Chinese language
The Chinese language (中文) is a member of the Sino-Tibetan family of languages. It is related to Tibetan and Burmese. It is not at all related to Korean,Vietnamese,Thai or Japanese, though these languages (like other Asian languages) were strongly influenced by Chinese in the course of history. Korean and Japanese both have writing systems which contain Chinese characters. Along with those two languages, Vietnamese contain many Chinese loanwords.
The notion of a "Chinese Language" may seem at first to be a fiction. The term "Chinese" is employed to the classical written language known as "wen2 yan2 (文言 lit. literary language)" which was used by Confucius, as well as the modern standard known as "bai2 hua4 (白話 lit. vernacular)". It includes many different spoken variations which may be mutually unintelligible. The spoken language of Beijing is for example very different from the conversational language of Hong Kong.
Nevertheless, there are good reasons for using a collective name. The most important one is that Chinese themselves consider the language to be unified entity, and there are good reasons for treating it as such. The most important is that the distinctions between the different variations of Chinese are not very distinct. For example, in writing an informal love letter, one may use informal "bai hua." In writing a newspaper article, the language used is different and starts including aspects of "wen yan." In writing a cermonial document, one would use even more "wen yan." The language used in the cermonial document may be completely different from that of the love letter, but there is a socially accepted continuum existing between the two.
There are similar continuums in spoken language. A person living in Taiwan for example, would commonly mix pronunciations, phrases, and words from Mandarin and Min-nan, and these mixtures would be considered socially appropriate under many cirumstances. A person living in Hong Kong would use different combinations of Mandarin, collquial Cantonese, and written Cantonese depending on the social situation.

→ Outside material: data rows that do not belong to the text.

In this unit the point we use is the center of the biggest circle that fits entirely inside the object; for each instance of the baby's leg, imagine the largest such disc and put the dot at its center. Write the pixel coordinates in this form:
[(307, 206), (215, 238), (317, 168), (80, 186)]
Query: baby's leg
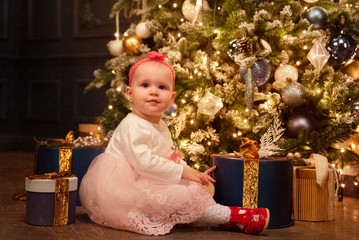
[(214, 216)]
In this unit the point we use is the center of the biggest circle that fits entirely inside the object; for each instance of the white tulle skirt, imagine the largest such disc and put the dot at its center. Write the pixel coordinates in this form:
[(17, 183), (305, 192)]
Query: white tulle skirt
[(115, 195)]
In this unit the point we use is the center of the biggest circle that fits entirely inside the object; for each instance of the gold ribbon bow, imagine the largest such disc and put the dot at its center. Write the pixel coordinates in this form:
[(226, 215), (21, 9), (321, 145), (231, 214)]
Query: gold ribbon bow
[(249, 151), (62, 187)]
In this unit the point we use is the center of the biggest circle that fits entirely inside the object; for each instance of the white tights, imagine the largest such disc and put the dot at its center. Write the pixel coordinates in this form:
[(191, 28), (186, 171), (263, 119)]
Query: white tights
[(214, 216)]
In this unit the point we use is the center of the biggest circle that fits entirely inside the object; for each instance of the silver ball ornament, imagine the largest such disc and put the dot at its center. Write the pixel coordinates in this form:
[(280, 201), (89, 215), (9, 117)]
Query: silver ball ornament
[(294, 95)]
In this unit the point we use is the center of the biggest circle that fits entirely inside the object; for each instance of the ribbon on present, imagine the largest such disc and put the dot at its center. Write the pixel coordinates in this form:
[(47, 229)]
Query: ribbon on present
[(65, 154), (249, 150), (62, 187)]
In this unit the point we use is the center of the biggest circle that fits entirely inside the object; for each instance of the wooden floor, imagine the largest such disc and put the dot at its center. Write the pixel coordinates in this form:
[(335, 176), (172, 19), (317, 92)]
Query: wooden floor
[(12, 213)]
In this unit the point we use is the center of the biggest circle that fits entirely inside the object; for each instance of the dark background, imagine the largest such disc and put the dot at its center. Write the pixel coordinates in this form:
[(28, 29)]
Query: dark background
[(48, 52)]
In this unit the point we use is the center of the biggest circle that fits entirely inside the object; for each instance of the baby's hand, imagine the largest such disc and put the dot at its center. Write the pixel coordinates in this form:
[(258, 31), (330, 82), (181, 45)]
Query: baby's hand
[(193, 175)]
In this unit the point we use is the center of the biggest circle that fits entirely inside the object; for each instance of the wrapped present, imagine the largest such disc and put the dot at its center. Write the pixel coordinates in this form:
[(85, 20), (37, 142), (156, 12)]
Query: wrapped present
[(51, 199), (312, 202), (47, 160), (246, 182), (69, 155)]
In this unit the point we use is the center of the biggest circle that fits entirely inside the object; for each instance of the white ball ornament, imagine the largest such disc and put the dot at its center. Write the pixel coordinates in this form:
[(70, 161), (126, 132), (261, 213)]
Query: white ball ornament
[(142, 30), (283, 73), (115, 47)]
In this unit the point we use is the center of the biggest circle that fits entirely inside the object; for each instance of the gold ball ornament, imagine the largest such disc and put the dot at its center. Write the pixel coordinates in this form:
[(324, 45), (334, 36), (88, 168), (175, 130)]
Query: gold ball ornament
[(142, 30), (352, 69), (189, 9), (131, 44), (115, 47), (283, 73)]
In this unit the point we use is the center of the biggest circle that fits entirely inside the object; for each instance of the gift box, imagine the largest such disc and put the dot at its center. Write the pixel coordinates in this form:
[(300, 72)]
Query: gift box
[(351, 186), (47, 160), (274, 186), (312, 202), (51, 202)]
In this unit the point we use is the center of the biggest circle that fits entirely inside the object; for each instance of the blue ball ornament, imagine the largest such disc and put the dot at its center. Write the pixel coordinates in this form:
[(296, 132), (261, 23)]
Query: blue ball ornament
[(341, 48)]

Another distinctive aspect of the Chinese language is the complex relationship between the various spoken varieties, and the various written varieties. Chinese is written using a "logographic" script in which one character represents one word element. It is generally the case that a Chinese text written in "bai hua" would be readable by most educated Chinese, but again the relationship between written and spoken Chinese is complicated. For example, an educated person in Hong Kong would be able to write a text in written formal Cantonese which is readable by someone who is a Mandarin speaker. However, that written formal Cantonese while similar to written formal Mandarin would be very different from a word for word transcription of what the Cantonese speaker would speak and would also be different from written colloquial Cantonese. One might ask that if formal written formal Cantonese is different from spoken Cantonese, where does the reader learn written formal Cantonese and the answer is that they would learn it in school.
Spoken variations of modern Chinese
Linguists classify the variations in spoken Chinese into seven groups. Within these groups, there are many subgroups many of which are mutually unintelligible. Also the amount of "linguistic consciousness" varies between the groups. For example, a speaker of Cantonese dialect living in Hong Kong tends to feel a great deal of common identity with a speaker of Cantonese living in Taishan, even though these two varieties of Cantonese may be almost unintelligible. By contrast, a Wu speaker in Hangzhou generally does not think of themselves as belonging to the same group as a Shanghaiese speaker in Shanghai even though they are linguistically similar. One can see this even in the naming. The Hong Kong and Taishan person would both claim to be speaking Cantonese in the first case, while in the second case only the person from Shanghai would be speaking Shanghaiese.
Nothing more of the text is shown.